Hot Docs ’13: Pussy Riot: A Punk Prayer

Pussy_Riot_A_Punk_Prayer

**½/****
directed by Mike Lerner and Maxim Pozdorovkin

by Angelo Muredda Civil disobedience is about as uncinematic as political protests get, so credit Mike Lerner and Maxim Pozdorovkin for making Pussy Riot: A Punk Prayer a more or less compelling paean to the troupe's fortitude against Russian orthodoxy. The film chronicles the ongoing legal battle that ensued from the feminist collective's 15-second guerrilla performance of a song called "God Shit" at the altar of St. Christ Church in Moscow. The impromptu number, captured in fuzzy cellphone video that's the most stirring footage in the movie by a mile, got masked performers Nadezhda Tolokonnikova, Ekaterina Samutsevich, and Mariya Alyokhina a 3-year sentence at a penal colony for simultaneously dumping on the Orthodox Church and Putin. That such a minor demonstration could inspire such a heavy-handed state response is just one of the hooks the filmmakers exploit to strong effect in their look at how deeply religious values are embedded in Putin's Russia, which turns relatively minor acts of punk rebellion into the most vital expressions of political dissent.

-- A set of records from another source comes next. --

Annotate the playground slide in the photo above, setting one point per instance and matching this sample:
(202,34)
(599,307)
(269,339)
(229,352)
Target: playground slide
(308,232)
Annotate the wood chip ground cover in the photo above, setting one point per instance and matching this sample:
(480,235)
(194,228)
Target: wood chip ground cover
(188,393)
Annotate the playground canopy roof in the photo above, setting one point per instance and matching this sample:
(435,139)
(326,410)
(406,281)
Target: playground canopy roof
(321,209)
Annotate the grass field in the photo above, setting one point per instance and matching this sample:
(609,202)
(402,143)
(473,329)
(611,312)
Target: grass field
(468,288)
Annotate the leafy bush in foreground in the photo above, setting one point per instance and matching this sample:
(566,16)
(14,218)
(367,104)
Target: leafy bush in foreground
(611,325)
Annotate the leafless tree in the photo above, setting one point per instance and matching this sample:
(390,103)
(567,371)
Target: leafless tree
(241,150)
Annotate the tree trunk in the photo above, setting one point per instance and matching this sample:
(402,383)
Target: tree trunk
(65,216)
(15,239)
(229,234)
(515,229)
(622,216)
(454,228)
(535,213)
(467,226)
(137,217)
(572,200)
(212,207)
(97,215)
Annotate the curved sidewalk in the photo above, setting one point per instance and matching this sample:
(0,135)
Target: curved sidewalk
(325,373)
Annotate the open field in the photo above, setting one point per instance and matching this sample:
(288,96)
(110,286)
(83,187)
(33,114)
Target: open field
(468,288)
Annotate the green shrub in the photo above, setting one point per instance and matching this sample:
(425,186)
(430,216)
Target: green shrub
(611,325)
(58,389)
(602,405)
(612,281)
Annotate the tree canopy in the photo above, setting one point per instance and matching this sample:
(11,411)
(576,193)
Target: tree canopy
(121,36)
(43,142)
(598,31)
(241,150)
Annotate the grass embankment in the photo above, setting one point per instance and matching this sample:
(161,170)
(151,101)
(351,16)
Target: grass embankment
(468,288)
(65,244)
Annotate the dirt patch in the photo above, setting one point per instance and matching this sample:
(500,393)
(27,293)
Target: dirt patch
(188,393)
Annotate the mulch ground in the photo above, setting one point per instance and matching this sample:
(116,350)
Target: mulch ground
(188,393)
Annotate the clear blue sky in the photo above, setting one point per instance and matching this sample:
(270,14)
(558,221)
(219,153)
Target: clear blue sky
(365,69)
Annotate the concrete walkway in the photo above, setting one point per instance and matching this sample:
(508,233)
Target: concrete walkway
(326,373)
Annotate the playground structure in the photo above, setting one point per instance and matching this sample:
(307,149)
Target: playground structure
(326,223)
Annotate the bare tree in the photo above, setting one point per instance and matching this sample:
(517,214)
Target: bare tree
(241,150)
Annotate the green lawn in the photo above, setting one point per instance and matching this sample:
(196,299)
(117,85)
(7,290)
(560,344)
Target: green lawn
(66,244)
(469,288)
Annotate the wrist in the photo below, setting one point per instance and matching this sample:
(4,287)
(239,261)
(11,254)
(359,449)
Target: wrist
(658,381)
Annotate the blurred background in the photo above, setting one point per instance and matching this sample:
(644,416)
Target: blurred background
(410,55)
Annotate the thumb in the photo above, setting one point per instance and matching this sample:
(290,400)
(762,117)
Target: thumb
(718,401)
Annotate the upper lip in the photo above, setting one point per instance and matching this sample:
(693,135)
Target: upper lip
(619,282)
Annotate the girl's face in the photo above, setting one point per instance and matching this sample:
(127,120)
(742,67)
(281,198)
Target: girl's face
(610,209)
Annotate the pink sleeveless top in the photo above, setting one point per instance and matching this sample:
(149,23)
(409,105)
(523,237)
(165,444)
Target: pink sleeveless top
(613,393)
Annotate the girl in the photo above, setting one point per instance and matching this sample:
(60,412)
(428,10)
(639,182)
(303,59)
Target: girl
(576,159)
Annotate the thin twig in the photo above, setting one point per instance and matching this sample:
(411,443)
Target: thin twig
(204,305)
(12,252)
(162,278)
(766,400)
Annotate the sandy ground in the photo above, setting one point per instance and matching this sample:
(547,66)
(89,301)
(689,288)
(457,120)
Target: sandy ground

The trouble with Lerner and Pozdorovkin's approach is that it too often reproduces (albeit in an ironic way) the state's demonic image of the collective. A brief interview with a church leader done up like a punk acolyte himself is a bracing reminder of how Pussy Riot's method of spontaneous occupations of sacred spaces is an offense not only to the establishment but to its retrograde view of women as well: Women like Nadezhda, he offers without blinking, would have once been burned at the stake for their impudent expressions and pouty lips, let alone for burlesquing the Church. That's a horrifying thought, though the filmmakers seem to take it as permission to amplify the otherness of their most aggressive subject, framing Nadezhda in eerie closeups and scoring some of her cryptic utterances to music that wouldn't be out of place in a thriller. That cheapens the real rebellion of these women, incidentally captured in the courtroom footage that makes up most of the second half. Their greatest challenge to the systems they hold in contempt, this material suggests, is not their demonic affront to expectations of women's civility but their refusal to explain their protest or defend its aims in clear terms–their insistence on shock, not horror, as their method. Where Pussy Riot's mission is avant-garde, then, Pussy Riot: A Punk Prayer's tends to come off as tame.